“Rio de Janeiro: bela e importante província do Brasil, respeito a sua população atual, comércio, indústria e sítios aprazíveis, e por vezes pitorescos e majestosos.” O verbete é um dos mais alentados dos quatro mil listados no Dicionário Geográfico Histórico e Descritivo do Império do Brasil, lançado em 1845 e agora reeditado. A população à época era dividida assim: “brasileiros por nascimento ou adoção” somavam 60 mil; “estrangeiros de diversas nações”, 25 mil; “escravos de toda cor e sexo”, 85 mil; num total de “170 mil almas”.
O autor, J.C.R. Milliet de Saint-Adolphe, era um militar francês que chegou ao Brasil em 1816, mesma época da missão artística que trouxe no grupo pintores como Debret e Taunay. Seus dados pessoais são desconhecidos, mas o historiador e professor da UFMG, Renato Pinto Venâncio, acredita que ele tenha nascido junto com a Revolução Francesa, em 1789.

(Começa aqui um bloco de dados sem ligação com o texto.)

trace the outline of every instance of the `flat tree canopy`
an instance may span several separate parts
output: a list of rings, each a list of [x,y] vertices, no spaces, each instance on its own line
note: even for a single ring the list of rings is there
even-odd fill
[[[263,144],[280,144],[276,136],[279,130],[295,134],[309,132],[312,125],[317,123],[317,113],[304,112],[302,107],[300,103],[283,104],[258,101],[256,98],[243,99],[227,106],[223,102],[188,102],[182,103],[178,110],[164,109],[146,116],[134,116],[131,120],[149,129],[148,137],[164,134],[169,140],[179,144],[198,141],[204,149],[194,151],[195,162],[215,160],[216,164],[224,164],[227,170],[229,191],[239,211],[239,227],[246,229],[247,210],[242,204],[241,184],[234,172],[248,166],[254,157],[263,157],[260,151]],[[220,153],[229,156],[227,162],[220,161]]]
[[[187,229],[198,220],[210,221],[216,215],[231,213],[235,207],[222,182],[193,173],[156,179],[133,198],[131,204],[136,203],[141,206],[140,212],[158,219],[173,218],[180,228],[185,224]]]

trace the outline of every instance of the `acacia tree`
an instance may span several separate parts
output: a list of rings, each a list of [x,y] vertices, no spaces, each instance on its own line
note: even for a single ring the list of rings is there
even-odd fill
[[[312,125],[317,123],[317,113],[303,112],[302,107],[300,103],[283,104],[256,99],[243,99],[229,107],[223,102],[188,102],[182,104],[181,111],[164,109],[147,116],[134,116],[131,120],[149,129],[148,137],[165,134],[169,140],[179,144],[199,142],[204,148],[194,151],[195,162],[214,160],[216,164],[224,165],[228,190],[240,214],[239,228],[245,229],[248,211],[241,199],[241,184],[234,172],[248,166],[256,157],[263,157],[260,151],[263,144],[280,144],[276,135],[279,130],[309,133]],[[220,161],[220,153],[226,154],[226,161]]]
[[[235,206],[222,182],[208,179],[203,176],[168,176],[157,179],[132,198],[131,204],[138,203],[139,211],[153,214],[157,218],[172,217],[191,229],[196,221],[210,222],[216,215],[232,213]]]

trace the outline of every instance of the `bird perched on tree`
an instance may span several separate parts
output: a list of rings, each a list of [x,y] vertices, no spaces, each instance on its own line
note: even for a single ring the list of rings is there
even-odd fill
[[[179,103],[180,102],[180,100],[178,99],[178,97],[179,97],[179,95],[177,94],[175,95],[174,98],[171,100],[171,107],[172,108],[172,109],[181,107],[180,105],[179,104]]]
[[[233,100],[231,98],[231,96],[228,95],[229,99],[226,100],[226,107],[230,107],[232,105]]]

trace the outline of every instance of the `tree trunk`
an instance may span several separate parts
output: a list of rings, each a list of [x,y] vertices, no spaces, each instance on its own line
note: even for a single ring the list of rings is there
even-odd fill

Parte do exército napoleônico, Saint-Adolphe teria aportado no Brasil por causa da perseguição política pós-1815, quando o imperador foi derrotado. Veio com o filho, Auguste, e se manteve como tipógrafo. Foram 26 anos no Brasil até voltar, em 1842, à França com seu calhamaço para publicá-lo (a tradução para o português foi feita por Caetano Lopes de Moura).
O dicionário, única publicação relevante de sua vida, virou obra referencial para os pesquisadores que lhe sucederiam. “Ele é um personagem muito interessante e pouco conhecido. Um homem ligado às tradições intelectuais iluministas que decide fazer uma enciclopédia, uma obra de síntese”, conta Venâncio.
Pesquisador inquieto, Saint-Adolphe viajou muito pelo país e buscou em acervos religiosos, militares e públicos informações sobre a história das províncias, vilas e aldeias desde o século 16, sua população, recursos naturais, escolas, comércio e atividades econômicas.
O texto original foi preservado – a ortografia foi corrigida sob as normas atuais, para facilitar a compreensão – e foram acrescidos dados atualizados, baseados em informações do IBGE. Uma curiosidade são as localidades que não existem mais.
“A historiografia brasileira trata muito do segundo reinado (1831-1840) e Saint-Adolphe traz um retrato do Império das primeiras décadas do século 19, época em que ainda estávamos em formação, e na qual os contornos geográficos eram imprecisos”, afirma a historiadora Maria do Carmo Andrade Gomes, da Fundação João Pinheiro, que trabalhou na reedição.
A iniciativa foi da fundação mineira e do Instituto de Pesquisa Econômica Aplicada (Ipea). Maria do Carmo acredita que a obra servirá a pesquisadores de vários campos, uma vez que os relatos são bastante completos, mas, em algumas vezes, impregnados da subjetividade do autor.
Em 1845, o Brasil tinha 18 províncias. No Rio, capital do Império, o autor se estendeu por 18 páginas; na Bahia, “descoberta em 1500 por Pedro Álvares Cabral, que, navegando para a Índia, foi obrigado por um temporal a abrigar-se na baía de Porto Seguro”, por 12; Minas Gerais, “província mais populosa, e de maior extensão”, mereceu 9; São Paulo, “rica e grande província marítima”, ganhou 9 também. No verbete dedicado aos índios, ele elencou tribos e nações indígenas de cada região, dos abadás do Mato Grosso aos xumetos do Rio de Janeiro. As informações são do jornal O Estado de S. Paulo.